Got the eqn dy/dx=x(1-y) and it can be solved both linear and separable methods.(Linear method being using a integrating factor) Problem I am having is that with this two methods i get two different (yet similar answers) and was wondering if you can see my problem with this two methods I am using.

Integrating Factor method:
y'+xy=x, u'(x)=e^(x^2/2)

[e^(x^2/2)y]'=x*e^(x^2/2)

e^(x^2/2)y=integral(x*e^(x^2/2)), do u substitution, get...

e^(x^2/2)y=e^(x^2/2)+c

y=1+c/e^(x^2/2) or y=1+c*e^(-x^2/2)

Separable method:
dy/(1-y)=x dx, integrate both sides

-ln(1-y)=e^(x^2/2)+C, raise both sides to e.
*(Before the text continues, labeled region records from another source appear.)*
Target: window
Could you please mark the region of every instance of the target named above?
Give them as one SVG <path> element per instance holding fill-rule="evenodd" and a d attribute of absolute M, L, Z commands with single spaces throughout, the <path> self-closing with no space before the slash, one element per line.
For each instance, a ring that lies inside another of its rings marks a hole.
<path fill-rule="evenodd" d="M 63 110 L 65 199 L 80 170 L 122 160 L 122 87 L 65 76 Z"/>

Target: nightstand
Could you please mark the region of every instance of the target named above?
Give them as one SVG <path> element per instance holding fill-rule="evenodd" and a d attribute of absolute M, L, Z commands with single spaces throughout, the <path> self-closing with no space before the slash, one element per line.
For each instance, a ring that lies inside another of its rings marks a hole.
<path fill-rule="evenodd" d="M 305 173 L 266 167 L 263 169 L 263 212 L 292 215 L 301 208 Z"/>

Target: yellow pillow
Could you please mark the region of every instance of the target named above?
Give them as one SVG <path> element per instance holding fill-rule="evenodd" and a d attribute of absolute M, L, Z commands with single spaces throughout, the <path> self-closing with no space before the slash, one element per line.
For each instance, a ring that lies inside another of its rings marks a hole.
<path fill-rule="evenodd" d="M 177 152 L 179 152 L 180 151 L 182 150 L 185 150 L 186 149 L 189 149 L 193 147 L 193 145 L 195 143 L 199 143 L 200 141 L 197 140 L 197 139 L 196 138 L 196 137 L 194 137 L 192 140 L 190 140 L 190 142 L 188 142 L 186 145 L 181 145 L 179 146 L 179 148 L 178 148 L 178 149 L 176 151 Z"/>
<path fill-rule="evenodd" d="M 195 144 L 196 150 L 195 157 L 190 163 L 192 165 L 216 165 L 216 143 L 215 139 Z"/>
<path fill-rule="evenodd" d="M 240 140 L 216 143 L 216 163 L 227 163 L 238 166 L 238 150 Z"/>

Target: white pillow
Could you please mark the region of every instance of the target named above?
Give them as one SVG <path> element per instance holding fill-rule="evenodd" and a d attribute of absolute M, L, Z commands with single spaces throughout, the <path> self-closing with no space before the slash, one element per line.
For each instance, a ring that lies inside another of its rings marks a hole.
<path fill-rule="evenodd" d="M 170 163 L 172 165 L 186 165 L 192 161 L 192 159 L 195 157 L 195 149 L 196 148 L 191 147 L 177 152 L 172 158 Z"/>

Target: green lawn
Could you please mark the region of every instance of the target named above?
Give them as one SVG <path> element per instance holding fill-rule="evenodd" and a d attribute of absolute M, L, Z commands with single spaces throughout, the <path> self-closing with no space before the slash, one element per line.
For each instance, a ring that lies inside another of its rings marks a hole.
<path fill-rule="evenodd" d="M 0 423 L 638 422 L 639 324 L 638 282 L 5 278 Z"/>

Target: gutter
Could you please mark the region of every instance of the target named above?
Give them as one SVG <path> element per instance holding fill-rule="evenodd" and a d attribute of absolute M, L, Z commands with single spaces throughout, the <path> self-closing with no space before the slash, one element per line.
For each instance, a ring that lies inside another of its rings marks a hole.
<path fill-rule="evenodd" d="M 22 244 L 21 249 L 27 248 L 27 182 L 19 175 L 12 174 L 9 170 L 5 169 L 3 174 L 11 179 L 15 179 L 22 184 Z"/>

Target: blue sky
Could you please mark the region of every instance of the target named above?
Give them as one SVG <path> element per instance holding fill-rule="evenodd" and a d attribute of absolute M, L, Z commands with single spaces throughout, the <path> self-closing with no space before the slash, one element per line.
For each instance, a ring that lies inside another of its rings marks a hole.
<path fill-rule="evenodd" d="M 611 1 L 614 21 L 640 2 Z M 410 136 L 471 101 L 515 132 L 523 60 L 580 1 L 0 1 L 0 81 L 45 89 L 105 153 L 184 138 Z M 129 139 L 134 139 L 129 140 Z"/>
1/(1-y)=K*e^(x^2/2)+C, rearrange to get y=.

y=1-1/K*e^(x^2/2)

so we get two different answers with these methods, where is the problem lieing or are both wrong?

 

[Galileo]

Separable method:
dy/(1-y)=x dx, integrate both sides

-ln(1-y)=e^(x^2/2)+C, raise both sides to e.

1/(1-y)=K*e^(x^2/2)+C, rearrange to get y=.

y=1-1/K*e^(x^2/2)

You got a bit sloppy near the end. Some mistakes are just typo's I think.

$$-\ln(1-y)=\frac{1}{2}x^2+C$$
$$1-y=K\exp(-\frac{1}{2}x^2)$$
$$y=1-K\exp(-\frac{1}{2}x^2)$$

So it's the same.